Unleashing Creative Power: A Hands-On Guide to Image Generation with Google Cloud’s Vertex AI and Imagen API

Esther Irawati Setiawan
Google Developer Experts
5 min readJan 25, 2024

Ever wondered about the magic behind generating unique and captivating images effortlessly? Google’s Vertex AI API for Imagen, opens the door to a world of creative possibilities. This guide will dive into the basics and unleash your creativity by generating stunning images.

Requirements:

  • Curl
  • Any programming language that can convert base64 into images (preferably Python)

Let’s get familiar with the Vertex AI API for Imagen to kick things off. It’s a versatile tool that lets you create images programmatically. The best part? You can seamlessly integrate it into your website or software, making the process accessible and efficient. Before we start, ensure you have your Command Line Interface (CLI) running and authenticated with Google Cloud.

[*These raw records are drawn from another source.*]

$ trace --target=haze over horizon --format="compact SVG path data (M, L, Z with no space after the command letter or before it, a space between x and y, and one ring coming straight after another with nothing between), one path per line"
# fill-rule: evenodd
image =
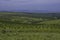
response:
M0 11L60 12L60 0L0 0Z

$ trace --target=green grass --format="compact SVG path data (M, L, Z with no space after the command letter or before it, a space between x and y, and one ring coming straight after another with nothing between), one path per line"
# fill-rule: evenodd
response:
M32 15L0 12L0 40L60 40L60 19Z

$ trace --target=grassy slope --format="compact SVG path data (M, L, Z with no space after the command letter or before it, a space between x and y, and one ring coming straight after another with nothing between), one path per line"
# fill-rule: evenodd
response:
M20 21L22 21L22 19L23 21L27 20L27 18L25 19L25 17L23 18L13 17L13 18L14 20L21 19ZM36 20L36 18L33 18L33 20L34 19ZM3 21L0 20L0 40L60 40L59 22L60 20L51 20L41 22L40 24L37 25L36 24L29 25L20 23L18 24L15 21L14 22L4 21L3 18Z

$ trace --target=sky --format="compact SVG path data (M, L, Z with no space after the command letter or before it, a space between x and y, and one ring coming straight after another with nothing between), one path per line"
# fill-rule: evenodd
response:
M5 10L60 12L60 0L0 0L0 11Z

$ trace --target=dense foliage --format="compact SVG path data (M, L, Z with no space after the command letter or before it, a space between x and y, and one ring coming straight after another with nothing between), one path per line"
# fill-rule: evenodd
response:
M60 40L60 14L0 12L0 40Z

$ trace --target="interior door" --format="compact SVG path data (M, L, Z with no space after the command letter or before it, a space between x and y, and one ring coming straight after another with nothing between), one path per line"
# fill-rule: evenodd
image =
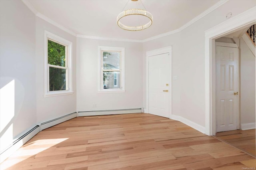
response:
M169 118L169 53L149 57L148 112Z
M216 131L236 130L238 50L216 46Z

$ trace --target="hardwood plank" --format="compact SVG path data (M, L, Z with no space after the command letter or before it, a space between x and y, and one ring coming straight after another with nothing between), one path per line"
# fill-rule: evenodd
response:
M256 157L255 129L219 132L215 137Z
M241 132L222 134L251 150L251 138L244 135ZM1 163L0 169L233 170L252 167L253 160L180 122L135 113L76 117L45 129Z

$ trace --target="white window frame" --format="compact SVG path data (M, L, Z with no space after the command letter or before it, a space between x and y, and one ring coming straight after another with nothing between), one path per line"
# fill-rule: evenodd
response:
M118 73L117 73L118 72L114 72L114 87L118 87ZM115 79L115 75L116 75L116 78ZM116 80L116 84L115 84L115 79Z
M66 46L66 67L48 64L48 40ZM61 37L47 31L44 31L44 97L70 95L74 93L72 81L72 43ZM50 67L66 69L66 90L50 91L49 74Z
M118 51L120 52L120 89L104 89L103 87L103 51ZM98 93L124 93L125 88L125 49L124 47L106 47L99 46L98 47ZM114 71L113 72L115 72ZM114 87L117 87L114 86Z

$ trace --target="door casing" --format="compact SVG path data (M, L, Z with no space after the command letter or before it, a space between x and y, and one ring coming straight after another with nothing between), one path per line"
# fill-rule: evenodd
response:
M205 32L205 134L216 133L215 40L255 24L256 7Z
M172 46L168 46L164 48L159 48L146 52L146 108L144 109L144 113L148 113L148 63L150 56L157 55L165 53L169 53L169 117L172 115Z
M216 49L216 47L217 46L222 46L222 47L235 47L236 48L237 50L237 91L238 92L238 95L237 97L237 114L236 114L236 117L237 119L237 126L236 126L236 129L239 129L240 128L240 98L241 95L240 95L240 55L239 55L239 49L238 49L238 46L237 45L236 43L223 43L223 42L216 42L215 43L215 49ZM215 54L216 53L215 53ZM217 93L218 92L217 91L217 69L216 68L217 67L217 62L216 62L216 67L215 67L215 74L216 75L216 79L215 79L215 91L216 93L215 94L215 95L216 97L217 96ZM217 97L216 97L216 100L217 100ZM215 101L215 103L217 102L217 101ZM217 104L216 105L216 108L217 108ZM215 109L216 110L216 108ZM217 116L217 114L216 114L216 116ZM217 125L217 119L216 119L216 126ZM216 128L217 127L216 126Z

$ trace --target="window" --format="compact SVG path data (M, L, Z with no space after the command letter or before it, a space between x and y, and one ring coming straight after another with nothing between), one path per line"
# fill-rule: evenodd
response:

If you haven’t already, the first step is to set up a Google Cloud project so we can access the API. We’ll guide you through the setup process so you have the requirements. You can access Google Cloud Console with your Gmail through this link: https://console.cloud.google.com

When successfully logged in, you will be taken to the welcome page, which should look like the one below.

We can see our selected project on the page's top left corner and the search bar's left side. By default, the selected project will be “My First Project”; we don’t need to change it.

Next, click on the APIs & Services on the Quick Access panel and navigate to ENABLE APIS AND SERVICES.

Search for Vertex AI on the API Library search bar and select “Vertex AI API.” When taken to its page, click on ENABLE to enable the API. We can’t use Google Cloud’s APIs if we haven’t enabled them yet. It will take a few seconds, but we can access the API online when it's done.

For this guide, we will be using curl to access the API, but first, we need to install gcloud CLI to get the bearer token for the API authorization. We can read the detailed guide on how to install it here: https://cloud.google.com/sdk/docs/install.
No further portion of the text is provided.